In its pitch to get Iowans off cigarettes, the division is highlighting the financial benefits of dropping the habit. A release from the Department of Public Health estimates that after a month of not buying cigarettes at $5.18 per pack, "most smokers will have saved enough to buy a Blu-ray disc player or 60 gallons of gas."

"People's finances are on the tips of their tongues right now, and their long-term health may not be," said Quitline Iowa coordinator Jeremy Whitaker. "When about 5 percent of your take home pay is spent on cigarettes, it's a big piece and it adds up pretty quickly." Whitaker said it may be fashionable to appeal to people's wallets now, but most people still quit for health reasons.

Smoking in Iowa is costlier and less convenient, thanks to several factors: a federal tax increase of 62 cents a pack this year that led manufacturers to raise their prices; a $1-per-pack increase in the state cigarette tax in 2007; and a statewide smoking ban in 2008. In the Spring 2008 The Smokefree Air Act by lawmakers passed legislation that prohibits smoking in almost all public places and enclosed areas within places of employment, as well as some outdoor areas.

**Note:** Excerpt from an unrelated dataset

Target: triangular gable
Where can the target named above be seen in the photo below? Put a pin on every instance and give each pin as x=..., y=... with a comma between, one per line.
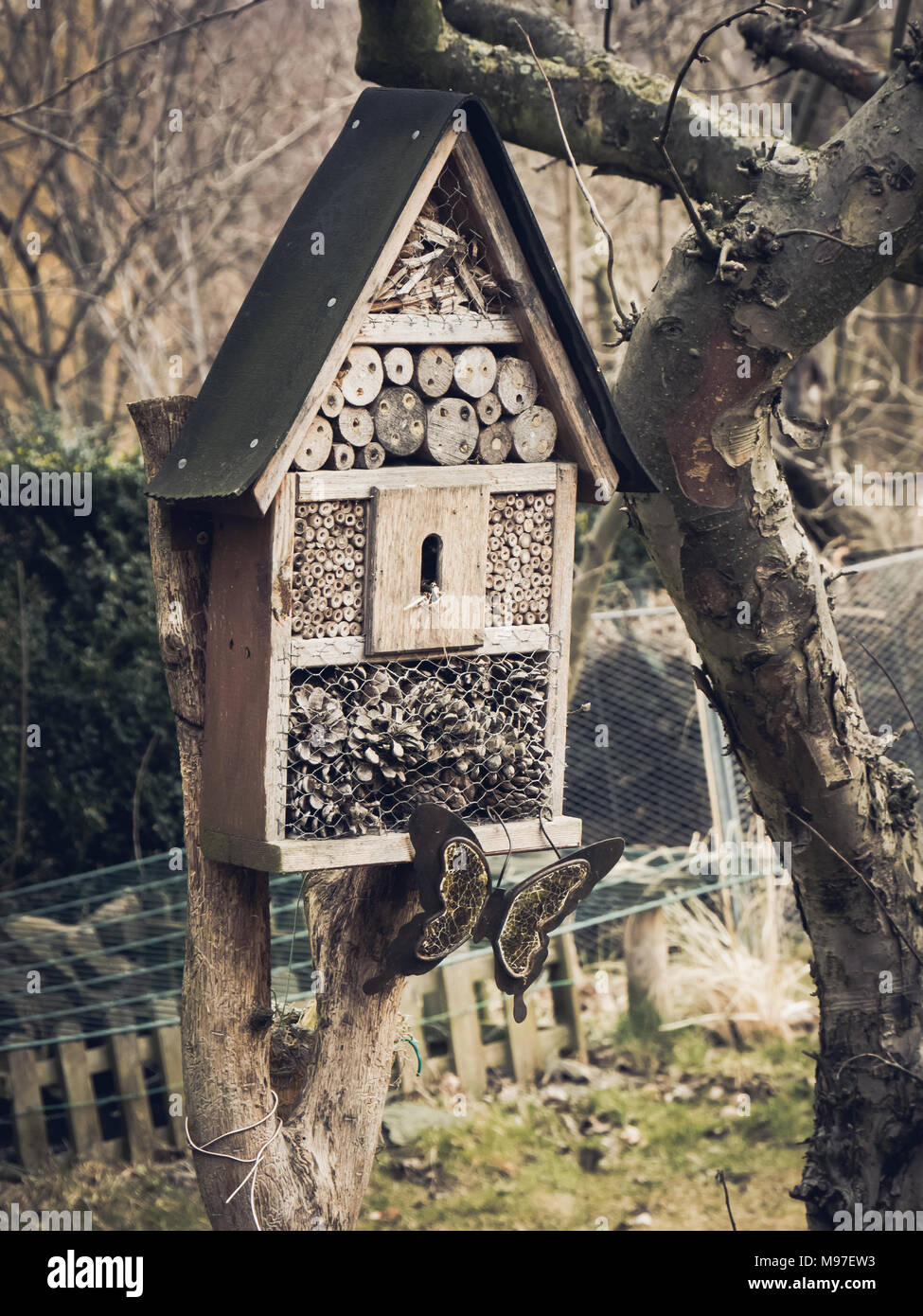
x=311, y=302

The Division of Tobacco Use Prevention and Control is also working on its outreach. Whitaker said internal estimates show about 52 percent of smokers in Iowa have heard of the Quitline. Ultimately, Whitaker said the goal is to get people aware, but not necessarily to get more callers. "Our audience is shrinking, so that's a good thing," Whitaker said. "As adult smoking decreases, we're going to have fewer calls and that's OK."

Reference: Iowa doubles its offer to help smokers quit by NIGEL DUARA, Associated Press Writer, 12/31/2009.